Weights and outputs become nan

Nemfor · May 12, 2022, 10:26pm

Hi! I face the following problem:
I try to use custom loss (RMSLE)

class RMSLELoss(nn.Module):
    def __init__(self):
        super().__init__()
        self.mse = nn.MSELoss(reduction='none')
    def forward(self, pred, actual):
        return torch.sqrt(self.mse(torch.log(pred + 1), torch.log(actual + 1)))

during training I use loss.mean() to average the results

output = self._model(batch).squeeze(dim=1)
target = batch['target'].to(self._device)
loss = loss_func(output, target)
loss = loss.mean()

So i just average the loss by myself, but after some iterations weights and outputs become nans.
But if i replace in init of RMSLE class to just MSELoss() with reduction as default- so it avarages by itself, all problems will go away. Why it happens?
If i use just MSELoss(), not my custom, the problem doesnt show again.

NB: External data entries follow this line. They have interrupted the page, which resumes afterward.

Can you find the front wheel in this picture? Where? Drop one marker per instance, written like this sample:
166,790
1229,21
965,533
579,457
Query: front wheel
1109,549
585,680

AlphaBetaGamma96 · May 12, 2022, 10:56pm

Are your pred and actual Tensors strictly positive? the Log of a negative number is undefined and will lead to a nan.

Nemfor · May 13, 2022, 6:50am

I can chech it but the question is why the are becoming probably negative only in the case when I avarage my loss by myself?
And as I sad, the weights of the layears are always become to nans

eqy · May 13, 2022, 7:01am

I’m not sure the expressions are identical as the first computes the mean inside the sqrt while the second does it on the outside so they could have different numerical properties.
e.g.,
d/dx((sqrt(x) + sqrt(y))/2) is 1/(4sqrt(x))
whereas
d/dx(sqrt((x + y )/ 2)) is 1/(2sqrt(2)sqrt(x+y)）